Les causes de cette augmentation de la valeur de l’immobilier sont multiples : insuffisance de l’offre, baisse des taux d’intérêt, allongement de la durée des emprunts, manque d’attrait ou crainte des marchés financiers pour des épargnants à la recherche de sécurité. La crise financière de 2008 n’a provoqué qu’un léger et peu durable repli des prix, immédiatement suivi d’un rebond, nourri par la baisse des taux d’intérêt et la recherche d’une valeur refuge. Dans les circonstances actuelles on peut légitimement s’interroger sur la poursuite d’un tel mouvement d’appréciation qui pourrait buter sur la solvabilité des acquéreurs, menacée par une détérioration de l’économie. Inversement comme en 2008 la crise boursière et la baisse des taux d’intérêt peuvent préserver encore quelque temps cette tendance à la hausse.

Une cible fiscale

Il reste que l’immobilier résidentiel est une cible fiscale bien commode car facilement identifiable, et le poids des impositions sans cesse croissant doit être pris en compte dans l’étude d’un investissement.
Fort heureusement le principe d’une taxation de la plus-value constatée lors de la cession d’une résidence principale semble être abandonné, car bien entendu il aurait été un frein à la mobilité, notamment professionnelle.

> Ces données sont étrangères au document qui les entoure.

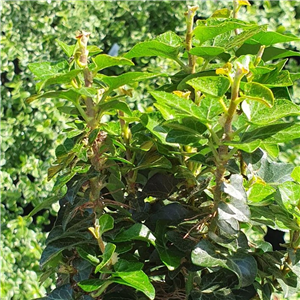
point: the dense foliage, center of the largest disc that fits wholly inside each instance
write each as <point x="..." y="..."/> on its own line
<point x="161" y="203"/>
<point x="30" y="133"/>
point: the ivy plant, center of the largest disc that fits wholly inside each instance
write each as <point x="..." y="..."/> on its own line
<point x="166" y="203"/>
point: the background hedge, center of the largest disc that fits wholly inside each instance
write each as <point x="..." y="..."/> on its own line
<point x="29" y="134"/>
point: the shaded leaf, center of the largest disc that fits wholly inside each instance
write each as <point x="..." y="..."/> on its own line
<point x="106" y="223"/>
<point x="136" y="279"/>
<point x="106" y="256"/>
<point x="136" y="232"/>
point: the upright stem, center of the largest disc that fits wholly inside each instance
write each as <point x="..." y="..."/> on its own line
<point x="83" y="53"/>
<point x="223" y="153"/>
<point x="189" y="35"/>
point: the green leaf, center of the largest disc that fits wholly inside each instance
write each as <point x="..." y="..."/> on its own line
<point x="136" y="232"/>
<point x="106" y="223"/>
<point x="153" y="48"/>
<point x="237" y="206"/>
<point x="290" y="197"/>
<point x="272" y="133"/>
<point x="103" y="61"/>
<point x="184" y="106"/>
<point x="260" y="192"/>
<point x="69" y="50"/>
<point x="269" y="38"/>
<point x="123" y="265"/>
<point x="248" y="147"/>
<point x="296" y="174"/>
<point x="88" y="254"/>
<point x="207" y="32"/>
<point x="70" y="95"/>
<point x="136" y="279"/>
<point x="257" y="113"/>
<point x="115" y="105"/>
<point x="91" y="285"/>
<point x="239" y="39"/>
<point x="106" y="256"/>
<point x="207" y="52"/>
<point x="44" y="70"/>
<point x="170" y="256"/>
<point x="243" y="265"/>
<point x="153" y="122"/>
<point x="257" y="92"/>
<point x="64" y="292"/>
<point x="188" y="131"/>
<point x="46" y="204"/>
<point x="285" y="135"/>
<point x="128" y="78"/>
<point x="183" y="137"/>
<point x="170" y="38"/>
<point x="55" y="248"/>
<point x="270" y="53"/>
<point x="215" y="86"/>
<point x="60" y="78"/>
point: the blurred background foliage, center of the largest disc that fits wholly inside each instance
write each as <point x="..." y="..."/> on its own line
<point x="29" y="134"/>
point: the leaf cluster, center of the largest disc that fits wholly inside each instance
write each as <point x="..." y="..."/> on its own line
<point x="156" y="203"/>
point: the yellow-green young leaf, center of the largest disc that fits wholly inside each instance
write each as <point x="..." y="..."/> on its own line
<point x="296" y="174"/>
<point x="269" y="38"/>
<point x="103" y="61"/>
<point x="153" y="48"/>
<point x="69" y="50"/>
<point x="128" y="78"/>
<point x="258" y="92"/>
<point x="207" y="52"/>
<point x="207" y="32"/>
<point x="244" y="2"/>
<point x="221" y="13"/>
<point x="106" y="223"/>
<point x="215" y="86"/>
<point x="258" y="113"/>
<point x="107" y="256"/>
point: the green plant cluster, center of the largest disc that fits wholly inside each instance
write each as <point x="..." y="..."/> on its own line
<point x="155" y="204"/>
<point x="29" y="134"/>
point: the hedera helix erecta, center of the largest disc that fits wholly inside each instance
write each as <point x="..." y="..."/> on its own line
<point x="171" y="201"/>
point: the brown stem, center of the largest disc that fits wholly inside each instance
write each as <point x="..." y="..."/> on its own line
<point x="189" y="35"/>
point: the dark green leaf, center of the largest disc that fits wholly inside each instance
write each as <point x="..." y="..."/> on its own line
<point x="136" y="279"/>
<point x="91" y="285"/>
<point x="106" y="223"/>
<point x="106" y="256"/>
<point x="64" y="292"/>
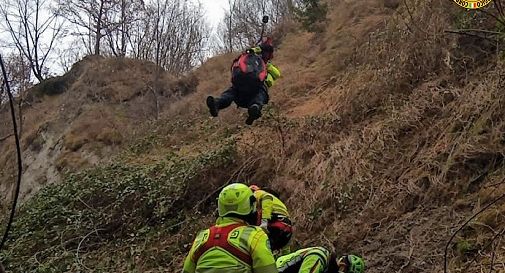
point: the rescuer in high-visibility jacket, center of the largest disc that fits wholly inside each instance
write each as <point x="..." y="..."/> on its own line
<point x="319" y="260"/>
<point x="233" y="245"/>
<point x="273" y="217"/>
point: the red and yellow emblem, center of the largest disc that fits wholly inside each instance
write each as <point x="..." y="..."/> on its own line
<point x="472" y="4"/>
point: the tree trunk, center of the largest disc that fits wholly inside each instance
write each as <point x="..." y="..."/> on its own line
<point x="98" y="33"/>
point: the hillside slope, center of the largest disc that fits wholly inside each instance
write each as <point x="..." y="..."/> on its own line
<point x="83" y="118"/>
<point x="384" y="134"/>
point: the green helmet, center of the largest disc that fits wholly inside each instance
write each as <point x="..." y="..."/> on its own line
<point x="355" y="264"/>
<point x="236" y="198"/>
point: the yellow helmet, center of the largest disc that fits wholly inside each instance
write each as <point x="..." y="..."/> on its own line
<point x="237" y="199"/>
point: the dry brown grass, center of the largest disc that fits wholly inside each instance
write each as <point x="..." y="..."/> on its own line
<point x="377" y="142"/>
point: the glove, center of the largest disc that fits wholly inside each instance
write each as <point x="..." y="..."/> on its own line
<point x="273" y="70"/>
<point x="269" y="81"/>
<point x="264" y="225"/>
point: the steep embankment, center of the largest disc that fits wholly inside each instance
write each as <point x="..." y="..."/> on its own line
<point x="383" y="136"/>
<point x="83" y="118"/>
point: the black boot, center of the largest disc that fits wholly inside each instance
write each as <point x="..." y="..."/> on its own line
<point x="254" y="112"/>
<point x="211" y="103"/>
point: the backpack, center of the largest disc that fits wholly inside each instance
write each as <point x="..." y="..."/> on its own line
<point x="248" y="69"/>
<point x="218" y="237"/>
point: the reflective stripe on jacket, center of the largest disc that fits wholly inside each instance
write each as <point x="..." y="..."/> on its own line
<point x="251" y="240"/>
<point x="307" y="260"/>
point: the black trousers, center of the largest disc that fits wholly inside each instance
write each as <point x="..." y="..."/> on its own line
<point x="243" y="97"/>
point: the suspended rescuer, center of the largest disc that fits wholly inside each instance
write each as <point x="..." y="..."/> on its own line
<point x="252" y="74"/>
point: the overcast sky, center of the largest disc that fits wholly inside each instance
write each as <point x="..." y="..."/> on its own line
<point x="214" y="10"/>
<point x="214" y="13"/>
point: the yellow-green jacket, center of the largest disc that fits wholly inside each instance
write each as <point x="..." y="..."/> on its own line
<point x="251" y="240"/>
<point x="269" y="204"/>
<point x="308" y="260"/>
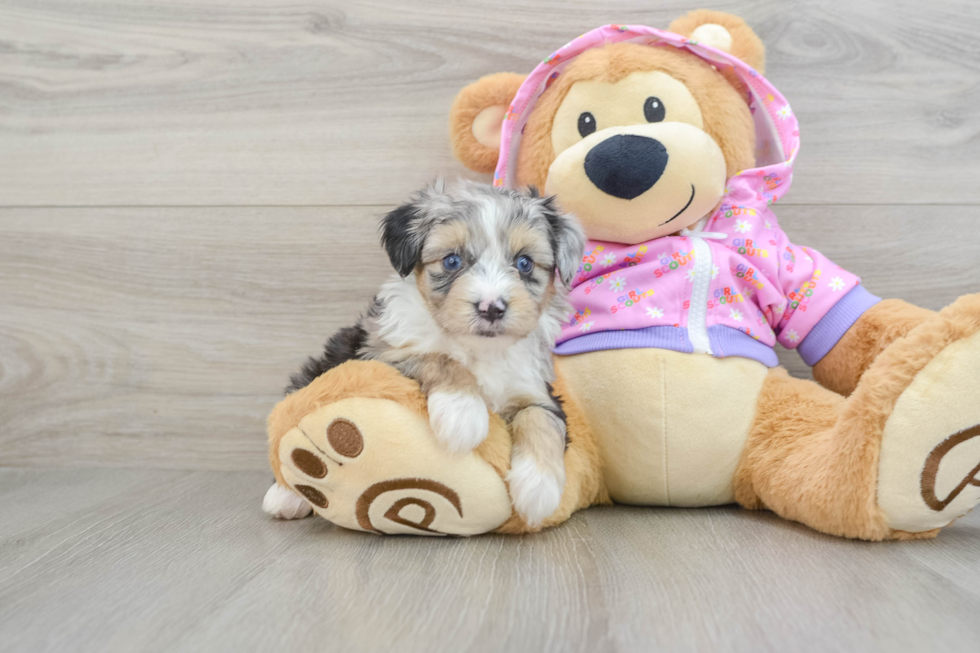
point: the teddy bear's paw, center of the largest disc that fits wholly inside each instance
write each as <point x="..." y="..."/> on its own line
<point x="460" y="420"/>
<point x="536" y="493"/>
<point x="929" y="465"/>
<point x="283" y="503"/>
<point x="374" y="465"/>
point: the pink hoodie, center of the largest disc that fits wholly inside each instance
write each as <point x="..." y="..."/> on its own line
<point x="733" y="287"/>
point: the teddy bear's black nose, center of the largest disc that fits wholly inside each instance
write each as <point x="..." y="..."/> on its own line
<point x="626" y="165"/>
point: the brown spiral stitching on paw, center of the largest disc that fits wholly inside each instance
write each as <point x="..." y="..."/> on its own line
<point x="362" y="511"/>
<point x="931" y="469"/>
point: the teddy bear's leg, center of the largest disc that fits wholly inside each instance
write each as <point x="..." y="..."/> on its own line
<point x="357" y="445"/>
<point x="884" y="323"/>
<point x="899" y="458"/>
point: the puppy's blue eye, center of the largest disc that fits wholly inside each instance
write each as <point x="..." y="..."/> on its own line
<point x="524" y="264"/>
<point x="452" y="262"/>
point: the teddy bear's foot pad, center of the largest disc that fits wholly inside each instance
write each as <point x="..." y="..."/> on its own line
<point x="929" y="469"/>
<point x="374" y="465"/>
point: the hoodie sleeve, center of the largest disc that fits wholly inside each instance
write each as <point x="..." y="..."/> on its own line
<point x="822" y="300"/>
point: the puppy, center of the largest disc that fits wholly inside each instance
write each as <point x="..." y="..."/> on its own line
<point x="472" y="315"/>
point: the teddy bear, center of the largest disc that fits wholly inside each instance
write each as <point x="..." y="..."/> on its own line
<point x="671" y="148"/>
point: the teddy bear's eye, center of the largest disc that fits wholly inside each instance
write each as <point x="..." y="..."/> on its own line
<point x="654" y="110"/>
<point x="586" y="124"/>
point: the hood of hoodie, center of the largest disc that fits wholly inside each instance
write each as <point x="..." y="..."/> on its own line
<point x="734" y="284"/>
<point x="777" y="131"/>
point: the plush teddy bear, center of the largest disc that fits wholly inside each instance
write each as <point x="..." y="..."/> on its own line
<point x="671" y="148"/>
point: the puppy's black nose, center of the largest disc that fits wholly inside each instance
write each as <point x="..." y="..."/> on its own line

En revanche, le projet de loi présenté en Conseil des ministres le 31 août prévoyait de revenir sur la réforme de l’imposition des plus-values immobilières qui date de 2004 et de soumettre la plus-value dégagée lors d’une cession (après réévaluation du prix d’achat selon le taux d’inflation de la période) au prélèvement libératoire de 19 % et aux prélèvements sociaux (prochainement de 13,5 %). Cela frapperait non seulement les résidences secondaires mais aussi les investissements en immobilier locatif. Ce changement de règle devrait concerner aussi les schémas de démembrement. Le débat parlementaire laisse espérer une réforme plus modérée, avec une formule sur 30 ans, qui semble toujours injuste mais les caisses sont vides.

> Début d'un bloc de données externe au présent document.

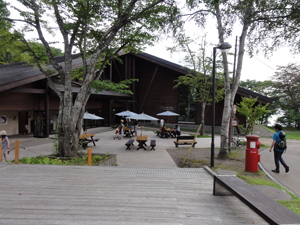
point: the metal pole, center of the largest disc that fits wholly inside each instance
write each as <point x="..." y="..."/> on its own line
<point x="212" y="157"/>
<point x="233" y="75"/>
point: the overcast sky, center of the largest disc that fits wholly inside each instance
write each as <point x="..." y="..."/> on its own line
<point x="255" y="68"/>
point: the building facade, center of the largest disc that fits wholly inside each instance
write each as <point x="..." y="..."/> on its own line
<point x="27" y="99"/>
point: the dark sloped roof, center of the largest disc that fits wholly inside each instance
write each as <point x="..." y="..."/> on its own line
<point x="184" y="70"/>
<point x="163" y="62"/>
<point x="261" y="98"/>
<point x="19" y="71"/>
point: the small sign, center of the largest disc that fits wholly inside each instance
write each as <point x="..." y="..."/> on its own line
<point x="252" y="144"/>
<point x="234" y="123"/>
<point x="4" y="120"/>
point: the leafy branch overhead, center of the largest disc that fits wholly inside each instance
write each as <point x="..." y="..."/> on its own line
<point x="121" y="87"/>
<point x="100" y="30"/>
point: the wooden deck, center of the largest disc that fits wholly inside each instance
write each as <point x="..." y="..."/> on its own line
<point x="70" y="195"/>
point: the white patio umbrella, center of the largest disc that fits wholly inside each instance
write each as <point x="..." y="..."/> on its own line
<point x="167" y="113"/>
<point x="142" y="116"/>
<point x="89" y="116"/>
<point x="126" y="113"/>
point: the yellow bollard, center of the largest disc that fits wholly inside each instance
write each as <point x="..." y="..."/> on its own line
<point x="0" y="150"/>
<point x="17" y="146"/>
<point x="89" y="156"/>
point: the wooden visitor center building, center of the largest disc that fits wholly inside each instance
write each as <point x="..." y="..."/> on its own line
<point x="27" y="99"/>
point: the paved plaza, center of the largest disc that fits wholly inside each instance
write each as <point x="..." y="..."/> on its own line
<point x="145" y="188"/>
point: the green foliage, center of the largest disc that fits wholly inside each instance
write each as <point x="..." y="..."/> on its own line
<point x="265" y="88"/>
<point x="287" y="85"/>
<point x="12" y="50"/>
<point x="199" y="79"/>
<point x="55" y="141"/>
<point x="248" y="108"/>
<point x="293" y="204"/>
<point x="201" y="136"/>
<point x="96" y="160"/>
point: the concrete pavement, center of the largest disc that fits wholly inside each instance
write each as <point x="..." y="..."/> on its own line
<point x="292" y="158"/>
<point x="145" y="188"/>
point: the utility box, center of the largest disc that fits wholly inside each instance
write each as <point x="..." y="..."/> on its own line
<point x="252" y="155"/>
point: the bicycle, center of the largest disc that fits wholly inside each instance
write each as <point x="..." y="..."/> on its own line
<point x="237" y="142"/>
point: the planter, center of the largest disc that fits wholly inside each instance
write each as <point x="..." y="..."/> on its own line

En outre, on sait que les revenus fonciers seront encore plus taxés puisqu’ils sont soumis à la tranche marginale d’imposition (41 % pour la dernière tranche) et aux prélèvements sociaux (prochainement de 13,5 %), soit un taux d’imposition qui peut atteindre 54,5 %. Heureusement que les intérêts d’emprunts restent déductibles.

Si le niveau très élevé des prix ne décourage pas l’investisseur, il aura tout intérêt à organiser (ou réorganiser très vite) le mode de détention de son patrimoine immobilier locatif pour en maitriser le coût fiscal aux différentes étapes de la vie de l’investissement.

Le recours à un audit immobilier patrimonial est urgent et justifié.